また、アジャスターの長さが同一という条件なら、底面を正6角形した場合、はじめにペグダウンしたループから掛け替えるペグまでの距離が長くなればルーズに、短ければタイトな張りあがりになります。】


13cm   Trid  
(画像㊧、左のペグから約20センチ離れた右のペグにループを掛け替えると弛んだ正3角形㊨に・・・、なお画像の私のHEX3のマークは最短にしたループの先端から22センチ、ループの付け根から13センチの位置にあります)

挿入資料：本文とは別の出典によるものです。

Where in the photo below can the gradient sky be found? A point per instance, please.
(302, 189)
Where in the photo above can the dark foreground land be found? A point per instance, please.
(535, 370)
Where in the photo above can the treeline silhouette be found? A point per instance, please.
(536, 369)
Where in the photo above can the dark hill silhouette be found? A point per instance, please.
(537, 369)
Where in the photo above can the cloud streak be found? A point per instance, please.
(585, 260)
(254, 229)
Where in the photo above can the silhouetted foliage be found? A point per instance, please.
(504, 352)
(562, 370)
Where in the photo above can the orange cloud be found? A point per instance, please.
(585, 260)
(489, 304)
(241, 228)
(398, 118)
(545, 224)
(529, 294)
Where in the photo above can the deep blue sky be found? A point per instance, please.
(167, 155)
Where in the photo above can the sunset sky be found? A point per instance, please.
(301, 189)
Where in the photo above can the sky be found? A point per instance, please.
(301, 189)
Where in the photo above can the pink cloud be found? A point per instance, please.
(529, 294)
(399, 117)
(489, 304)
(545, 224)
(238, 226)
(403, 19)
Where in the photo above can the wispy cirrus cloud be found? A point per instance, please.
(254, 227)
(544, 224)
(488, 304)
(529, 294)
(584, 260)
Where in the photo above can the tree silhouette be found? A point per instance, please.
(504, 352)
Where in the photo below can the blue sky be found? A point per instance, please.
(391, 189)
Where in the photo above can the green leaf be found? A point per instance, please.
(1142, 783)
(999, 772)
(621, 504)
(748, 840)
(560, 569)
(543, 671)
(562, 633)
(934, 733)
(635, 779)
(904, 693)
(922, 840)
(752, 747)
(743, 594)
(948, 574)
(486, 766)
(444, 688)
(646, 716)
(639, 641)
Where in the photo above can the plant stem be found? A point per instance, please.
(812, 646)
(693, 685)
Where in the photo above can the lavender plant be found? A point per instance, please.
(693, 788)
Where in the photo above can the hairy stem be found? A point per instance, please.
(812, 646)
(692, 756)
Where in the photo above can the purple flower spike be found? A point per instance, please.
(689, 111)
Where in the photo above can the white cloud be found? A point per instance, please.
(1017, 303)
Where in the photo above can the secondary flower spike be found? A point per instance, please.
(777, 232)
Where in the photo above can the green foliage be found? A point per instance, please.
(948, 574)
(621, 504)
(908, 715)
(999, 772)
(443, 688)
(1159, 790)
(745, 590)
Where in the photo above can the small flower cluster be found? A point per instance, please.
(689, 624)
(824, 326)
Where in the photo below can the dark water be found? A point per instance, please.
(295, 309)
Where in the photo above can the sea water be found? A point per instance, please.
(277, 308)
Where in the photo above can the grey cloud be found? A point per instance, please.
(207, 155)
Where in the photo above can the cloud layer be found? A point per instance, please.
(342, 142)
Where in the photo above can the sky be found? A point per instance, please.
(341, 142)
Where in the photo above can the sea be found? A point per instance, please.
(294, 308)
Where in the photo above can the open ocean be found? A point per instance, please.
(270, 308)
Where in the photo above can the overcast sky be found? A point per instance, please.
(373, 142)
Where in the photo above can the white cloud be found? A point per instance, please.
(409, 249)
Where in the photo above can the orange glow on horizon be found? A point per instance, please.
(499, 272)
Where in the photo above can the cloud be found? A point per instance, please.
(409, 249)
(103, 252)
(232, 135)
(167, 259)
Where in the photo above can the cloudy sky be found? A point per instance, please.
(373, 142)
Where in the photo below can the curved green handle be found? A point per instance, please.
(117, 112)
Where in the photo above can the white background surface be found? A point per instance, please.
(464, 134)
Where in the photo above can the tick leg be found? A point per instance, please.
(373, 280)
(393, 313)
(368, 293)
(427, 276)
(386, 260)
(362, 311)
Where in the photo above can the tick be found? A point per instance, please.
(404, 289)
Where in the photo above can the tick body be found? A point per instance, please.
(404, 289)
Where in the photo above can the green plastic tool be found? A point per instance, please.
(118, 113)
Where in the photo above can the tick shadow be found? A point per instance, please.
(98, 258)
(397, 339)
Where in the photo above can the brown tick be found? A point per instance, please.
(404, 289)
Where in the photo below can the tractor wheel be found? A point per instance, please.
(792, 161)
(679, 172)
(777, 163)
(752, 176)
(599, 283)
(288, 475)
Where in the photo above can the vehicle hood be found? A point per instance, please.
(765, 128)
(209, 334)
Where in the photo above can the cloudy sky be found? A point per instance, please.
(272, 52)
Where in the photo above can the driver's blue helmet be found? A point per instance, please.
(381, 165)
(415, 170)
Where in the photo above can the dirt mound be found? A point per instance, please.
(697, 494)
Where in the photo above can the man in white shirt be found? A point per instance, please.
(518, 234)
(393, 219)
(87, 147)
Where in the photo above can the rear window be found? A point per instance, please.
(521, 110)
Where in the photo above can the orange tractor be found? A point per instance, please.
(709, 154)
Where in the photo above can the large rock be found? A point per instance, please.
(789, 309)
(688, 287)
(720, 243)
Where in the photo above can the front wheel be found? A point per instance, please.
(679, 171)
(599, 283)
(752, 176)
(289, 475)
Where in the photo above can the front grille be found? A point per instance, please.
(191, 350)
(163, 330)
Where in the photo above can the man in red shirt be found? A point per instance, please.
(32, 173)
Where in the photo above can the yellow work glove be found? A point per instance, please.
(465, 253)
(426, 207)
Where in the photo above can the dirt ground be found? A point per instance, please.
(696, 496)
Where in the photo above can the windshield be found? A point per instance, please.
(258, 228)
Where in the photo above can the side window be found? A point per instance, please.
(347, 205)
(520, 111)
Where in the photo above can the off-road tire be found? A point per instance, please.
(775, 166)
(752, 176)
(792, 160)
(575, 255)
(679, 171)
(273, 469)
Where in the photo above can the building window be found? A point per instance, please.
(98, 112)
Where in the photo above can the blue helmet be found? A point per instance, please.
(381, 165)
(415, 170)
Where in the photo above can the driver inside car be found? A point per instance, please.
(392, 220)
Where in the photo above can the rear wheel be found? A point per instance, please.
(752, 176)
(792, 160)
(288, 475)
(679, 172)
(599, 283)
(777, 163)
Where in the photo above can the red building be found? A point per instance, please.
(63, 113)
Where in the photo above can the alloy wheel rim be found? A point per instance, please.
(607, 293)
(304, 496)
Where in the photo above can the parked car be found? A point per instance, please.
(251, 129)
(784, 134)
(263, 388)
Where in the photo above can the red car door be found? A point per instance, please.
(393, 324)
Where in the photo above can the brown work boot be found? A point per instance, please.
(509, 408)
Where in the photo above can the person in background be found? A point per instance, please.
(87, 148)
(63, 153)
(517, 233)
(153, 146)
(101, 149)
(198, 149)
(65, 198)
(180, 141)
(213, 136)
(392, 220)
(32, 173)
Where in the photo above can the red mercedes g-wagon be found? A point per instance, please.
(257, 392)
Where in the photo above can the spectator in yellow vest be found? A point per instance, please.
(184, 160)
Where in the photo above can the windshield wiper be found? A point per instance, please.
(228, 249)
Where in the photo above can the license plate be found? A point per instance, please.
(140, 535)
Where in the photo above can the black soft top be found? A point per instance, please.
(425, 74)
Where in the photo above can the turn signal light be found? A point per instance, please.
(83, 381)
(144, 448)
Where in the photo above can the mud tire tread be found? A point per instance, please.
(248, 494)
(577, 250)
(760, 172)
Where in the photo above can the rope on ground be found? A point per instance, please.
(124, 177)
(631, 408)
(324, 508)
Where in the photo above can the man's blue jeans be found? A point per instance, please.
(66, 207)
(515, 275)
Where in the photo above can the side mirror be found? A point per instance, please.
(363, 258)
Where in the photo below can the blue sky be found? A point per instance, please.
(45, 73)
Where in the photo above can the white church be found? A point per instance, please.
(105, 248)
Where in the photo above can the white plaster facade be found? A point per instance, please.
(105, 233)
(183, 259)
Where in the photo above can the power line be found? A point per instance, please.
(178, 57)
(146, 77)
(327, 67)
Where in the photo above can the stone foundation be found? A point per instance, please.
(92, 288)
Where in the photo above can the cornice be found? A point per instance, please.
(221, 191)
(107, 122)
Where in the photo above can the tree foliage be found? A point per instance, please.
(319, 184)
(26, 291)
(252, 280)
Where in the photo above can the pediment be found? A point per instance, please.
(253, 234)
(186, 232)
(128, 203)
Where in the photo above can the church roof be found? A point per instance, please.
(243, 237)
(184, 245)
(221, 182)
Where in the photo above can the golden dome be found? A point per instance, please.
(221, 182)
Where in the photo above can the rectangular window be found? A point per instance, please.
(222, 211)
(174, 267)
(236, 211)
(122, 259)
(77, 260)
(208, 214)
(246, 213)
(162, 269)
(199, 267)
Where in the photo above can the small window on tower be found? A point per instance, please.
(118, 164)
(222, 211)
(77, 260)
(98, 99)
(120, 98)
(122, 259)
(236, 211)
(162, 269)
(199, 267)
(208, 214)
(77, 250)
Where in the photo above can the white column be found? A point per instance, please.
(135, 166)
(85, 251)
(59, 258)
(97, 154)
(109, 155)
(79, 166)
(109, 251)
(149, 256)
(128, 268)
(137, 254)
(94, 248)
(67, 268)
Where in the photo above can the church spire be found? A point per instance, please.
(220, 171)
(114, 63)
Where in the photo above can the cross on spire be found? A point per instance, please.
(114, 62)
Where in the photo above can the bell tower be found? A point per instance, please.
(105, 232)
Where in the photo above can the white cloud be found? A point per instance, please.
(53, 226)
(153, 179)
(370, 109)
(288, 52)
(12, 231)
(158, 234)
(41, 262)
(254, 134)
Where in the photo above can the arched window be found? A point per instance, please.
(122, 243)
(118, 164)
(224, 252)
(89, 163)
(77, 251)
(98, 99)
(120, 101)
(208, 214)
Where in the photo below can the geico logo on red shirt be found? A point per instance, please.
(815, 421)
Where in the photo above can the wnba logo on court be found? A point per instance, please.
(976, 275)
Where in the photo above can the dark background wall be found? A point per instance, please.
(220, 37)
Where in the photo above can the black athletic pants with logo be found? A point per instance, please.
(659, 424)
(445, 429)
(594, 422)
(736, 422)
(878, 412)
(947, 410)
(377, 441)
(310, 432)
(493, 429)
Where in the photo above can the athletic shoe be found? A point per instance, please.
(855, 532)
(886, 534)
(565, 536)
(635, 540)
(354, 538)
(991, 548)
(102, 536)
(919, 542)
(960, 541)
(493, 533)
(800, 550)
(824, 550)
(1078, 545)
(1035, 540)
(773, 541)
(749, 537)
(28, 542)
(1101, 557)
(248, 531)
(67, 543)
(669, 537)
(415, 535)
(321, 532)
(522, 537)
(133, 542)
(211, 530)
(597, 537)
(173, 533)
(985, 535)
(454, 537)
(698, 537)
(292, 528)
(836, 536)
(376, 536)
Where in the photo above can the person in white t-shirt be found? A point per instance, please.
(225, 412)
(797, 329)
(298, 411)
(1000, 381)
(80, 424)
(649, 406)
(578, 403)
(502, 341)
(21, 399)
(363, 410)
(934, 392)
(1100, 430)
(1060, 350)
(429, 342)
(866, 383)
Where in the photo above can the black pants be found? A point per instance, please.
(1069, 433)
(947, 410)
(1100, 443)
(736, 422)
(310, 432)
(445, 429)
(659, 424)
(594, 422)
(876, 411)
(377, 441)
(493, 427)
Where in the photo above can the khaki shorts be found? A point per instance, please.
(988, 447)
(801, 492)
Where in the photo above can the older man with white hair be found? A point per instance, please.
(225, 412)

次に中間にある目印の無い残り3箇所のメインペグダウンループを適度のテンションで外側に張りながらペグを打ちます。
これで、ほぼ正6角形の底面が出来上がるはずです。


ここで上手く正6角形にならないようでしたら、工程②・④でのテンションの掛け方を工夫したり、幕体のマークの位置とペグとの距離を変更してリトライしてみましょう。


後はドアのチャックを開けて中に入り、ポールを立ててテンションを掛ければ完成です。
その後必要なら、メイン・ペグループのアジャスターを調整し、続いてサブ・ペグループの必要箇所にペグを打てば完成です。

また、幕体と地面の間をもう少し離したい時は、アジャスターを均等に緩めてからポールを伸ばせばOKですが、さらに大きな間隙を作りたい時は全てのペグの位置を外側に移動しないと良い形には張れません。

Hex3

まぁ、力加減で多少の誤差は出ますが、“HEX 3”を初めて使う方でもこの張り方を使えば、一人でも問題になるような歪みを出さず、ペグの効く場所なら数分以内で張ることも可能でしょう。
簡単なアイデアですが、一人でより正確に“HEX 3”を張るにはベストに近い方法だと思います。

★まだ改善の余地はあると思いますので、“HEX 3”や“Shangri-La 3”のオーナーの方で、もし試してみてマークの位置等に訂正や新しい提案がありましたらコメントいただければ幸いです。